Recently, Senator Barack Obama preached up a storm of controversy preaching about a storm from a church pulpit in New Orleans. Part of the attack can be dismissed as a disingenuous double standard from Republicans who have not objected in the past when members of their party followed the campaign trail to churches on Sunday mornings. But another part of the attack was theological. Some Evangelicals objected to Obama's use of Jesus' metaphor of building a house on a rock. They insist that the only genuine understanding of the rock is to see it as Jesus himself and/or his teachings. Obama used this image to imply that the government's response to Katrina provided a foundation of sand, not rock. He told the congregation that their response following the storm of taking in those who lost homes was the true rock.
Two years ago, President Bush used a different biblical image to offer hope to the Gulf Coast. He spoke of how God once provided an ark to save people from a flood and that God never leaves anyone totally abandoned.
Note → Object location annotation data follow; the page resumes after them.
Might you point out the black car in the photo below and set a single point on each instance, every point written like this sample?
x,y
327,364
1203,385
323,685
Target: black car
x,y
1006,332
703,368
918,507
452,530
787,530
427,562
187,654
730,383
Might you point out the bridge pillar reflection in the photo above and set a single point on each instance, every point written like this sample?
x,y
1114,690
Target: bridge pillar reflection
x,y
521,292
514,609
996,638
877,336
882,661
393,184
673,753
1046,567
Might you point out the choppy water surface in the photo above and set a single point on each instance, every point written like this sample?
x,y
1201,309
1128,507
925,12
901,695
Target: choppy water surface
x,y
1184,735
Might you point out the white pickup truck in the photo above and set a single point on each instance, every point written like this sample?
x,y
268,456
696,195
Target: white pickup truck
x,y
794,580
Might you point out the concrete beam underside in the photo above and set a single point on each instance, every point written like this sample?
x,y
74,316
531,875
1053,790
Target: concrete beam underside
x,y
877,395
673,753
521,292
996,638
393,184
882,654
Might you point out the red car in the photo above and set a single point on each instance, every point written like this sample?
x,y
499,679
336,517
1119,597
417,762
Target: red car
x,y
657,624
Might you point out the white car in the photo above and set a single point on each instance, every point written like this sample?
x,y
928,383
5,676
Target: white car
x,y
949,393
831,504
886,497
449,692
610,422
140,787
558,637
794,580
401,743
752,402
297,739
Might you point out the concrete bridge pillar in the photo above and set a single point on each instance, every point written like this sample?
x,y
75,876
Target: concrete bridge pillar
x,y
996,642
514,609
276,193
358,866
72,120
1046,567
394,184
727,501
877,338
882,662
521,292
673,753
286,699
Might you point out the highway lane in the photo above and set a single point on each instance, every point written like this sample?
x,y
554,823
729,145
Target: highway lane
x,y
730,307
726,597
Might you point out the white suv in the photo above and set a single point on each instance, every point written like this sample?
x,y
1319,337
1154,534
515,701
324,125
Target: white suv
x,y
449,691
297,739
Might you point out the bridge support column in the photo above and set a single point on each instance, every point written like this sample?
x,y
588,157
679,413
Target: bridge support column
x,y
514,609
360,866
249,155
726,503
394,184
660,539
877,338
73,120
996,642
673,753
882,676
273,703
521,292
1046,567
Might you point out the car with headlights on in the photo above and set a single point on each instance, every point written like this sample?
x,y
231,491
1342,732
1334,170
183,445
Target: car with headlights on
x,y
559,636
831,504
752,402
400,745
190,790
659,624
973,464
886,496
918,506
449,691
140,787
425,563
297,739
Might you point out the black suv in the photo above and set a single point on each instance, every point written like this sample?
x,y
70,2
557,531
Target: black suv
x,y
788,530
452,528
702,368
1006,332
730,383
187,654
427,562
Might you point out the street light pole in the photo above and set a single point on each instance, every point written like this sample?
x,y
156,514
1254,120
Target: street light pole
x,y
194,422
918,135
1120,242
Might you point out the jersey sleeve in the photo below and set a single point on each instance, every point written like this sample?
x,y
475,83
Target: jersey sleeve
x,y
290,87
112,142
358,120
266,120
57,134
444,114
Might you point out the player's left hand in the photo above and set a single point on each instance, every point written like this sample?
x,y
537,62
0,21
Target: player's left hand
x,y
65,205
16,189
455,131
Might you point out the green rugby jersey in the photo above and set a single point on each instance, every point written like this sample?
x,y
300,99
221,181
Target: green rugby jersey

He conveniently neglected the part of the story that the flood came as God's judgment of the people, but there was no similar outcry at that time about his incomplete use of scripture.
Faith and scripture should be employed in the service of inspiring hope. Both of these politicians did just that. Obama told the church, the Body of Christ, that by doing Christ's work they were building a foundation of rock. Bush told the suffering that God was their last refuge, their best hope. Appeals like these to Christian charity are a much better use of religious language than, for example, the divisive, even sometimes hateful, campaign to deny equal marriage rights to homosexuals.
Two years ago, standing in a deserted New Orleans addressing the people of America, Bush had the opportunity to appeal to the demands of faith to rise up and meet the need. He didn't ask us to roll up our sleeves, instead promising government assistance. Now we see that he failed to deliver on his promises. Obama has yet to be tested on this issue and may likewise fail to deliver, but at least he understands that the power of faith lies in the action that accompanies it.
Mixing religion and politics must only be done with great care. It is much too easy to fall into the self-serving justification of “God is on our side.” Religious language also has the power to become code to indicate who is in and who is out. But throwing faith out of the public square would silence the prophetic voice that speaks truth to power. As a person of faith, I am compelled not just to care about, but to work for the common good. As a religious leader, I call on all people of faith to join their voices in public debate and not just “talk the talk” but also “walk the walk.”